The International Space Station back dropped by Earth’s horizon and the blackness of space.

An estimated $1.2 million international research project funded by NASA, the European Space Agency and the Roscosmos State Corporation for Space Activities in Russia — a rare feat in itself — is being led by the University of Kentucky College of Engineering’s Dusan P. Sekulic.

 

The project, “Brazing Aluminum Alloys in Space,” will study how molten metal behaves in space and could enable manufacturing/assembly and/or repairs of the International Space Station or other spacecraft, as well as facilitate construction in space and/or on extraterrestrial objects (like on Mars), as well as other applications.

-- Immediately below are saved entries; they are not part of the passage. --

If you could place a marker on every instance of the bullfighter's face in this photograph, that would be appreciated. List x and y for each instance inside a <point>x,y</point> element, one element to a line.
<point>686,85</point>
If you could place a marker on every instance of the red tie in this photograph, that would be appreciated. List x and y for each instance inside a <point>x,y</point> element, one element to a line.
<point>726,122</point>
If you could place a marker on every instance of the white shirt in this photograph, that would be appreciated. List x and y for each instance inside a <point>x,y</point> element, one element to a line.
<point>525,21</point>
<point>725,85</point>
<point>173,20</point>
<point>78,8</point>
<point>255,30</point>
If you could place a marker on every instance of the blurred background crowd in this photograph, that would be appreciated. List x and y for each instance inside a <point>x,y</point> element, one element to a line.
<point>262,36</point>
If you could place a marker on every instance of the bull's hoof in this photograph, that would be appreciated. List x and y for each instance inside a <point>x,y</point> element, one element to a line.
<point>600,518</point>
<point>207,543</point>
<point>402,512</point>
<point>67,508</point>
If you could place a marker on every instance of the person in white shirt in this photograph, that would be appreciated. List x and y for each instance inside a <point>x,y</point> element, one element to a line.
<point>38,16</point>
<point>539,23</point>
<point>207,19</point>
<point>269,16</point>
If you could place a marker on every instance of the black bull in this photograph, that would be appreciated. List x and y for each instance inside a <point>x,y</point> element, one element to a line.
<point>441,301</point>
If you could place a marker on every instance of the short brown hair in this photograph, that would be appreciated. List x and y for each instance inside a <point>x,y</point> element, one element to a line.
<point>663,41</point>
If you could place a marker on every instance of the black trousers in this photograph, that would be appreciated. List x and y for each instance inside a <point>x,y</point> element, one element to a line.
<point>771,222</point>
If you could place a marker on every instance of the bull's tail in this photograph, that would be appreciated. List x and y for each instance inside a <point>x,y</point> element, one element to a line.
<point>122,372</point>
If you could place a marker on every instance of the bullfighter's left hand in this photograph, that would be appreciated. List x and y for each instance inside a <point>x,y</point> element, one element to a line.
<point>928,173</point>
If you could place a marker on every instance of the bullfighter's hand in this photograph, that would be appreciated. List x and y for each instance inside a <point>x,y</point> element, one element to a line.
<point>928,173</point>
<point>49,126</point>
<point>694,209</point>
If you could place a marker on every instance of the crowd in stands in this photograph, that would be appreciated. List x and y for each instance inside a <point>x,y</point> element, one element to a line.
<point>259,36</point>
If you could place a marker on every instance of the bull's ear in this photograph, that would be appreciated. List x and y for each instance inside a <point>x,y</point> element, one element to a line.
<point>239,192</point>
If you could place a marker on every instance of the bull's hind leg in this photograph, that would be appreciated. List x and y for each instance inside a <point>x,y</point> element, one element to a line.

The targeted technological applications involve mitigating the consequences of possible collisions with micro-meteorites and space debris.

The project was selected as one of 16 flight proposals for research to be conducted aboard the International Space Station as part of NASA’s MaterialsLab program. The team’s data will eventually be available to the global community of researchers through the NASA Physical Sciences Informatics system. The UK project is the only proposal constituting a separate investigation, while the other 15 proposals are clustered in remaining six laboratory investigations.

Sekulic, the principal investigator and Secat-J.G. Morris Aluminum Professor in the Department of Mechanical Engineering, will lead a team of investigators that includes S. Mesarovic from Washington State University; Jan Franser and David Seveno from KU Leuven in Belgium (sponsored by the European Space Agency); and Mikhail Krivelev from Udmurt State University in Russia (sponsored by Roscosmos). In addition, three doctoral students and two postdoctoral researchers will be involved.

The research includes both experimental studies and theoretical modeling aimed at uncovering the behavior of aluminum alloys in liquid state. Experimental work will be executed both at the International Space Station and under terrestrial conditions.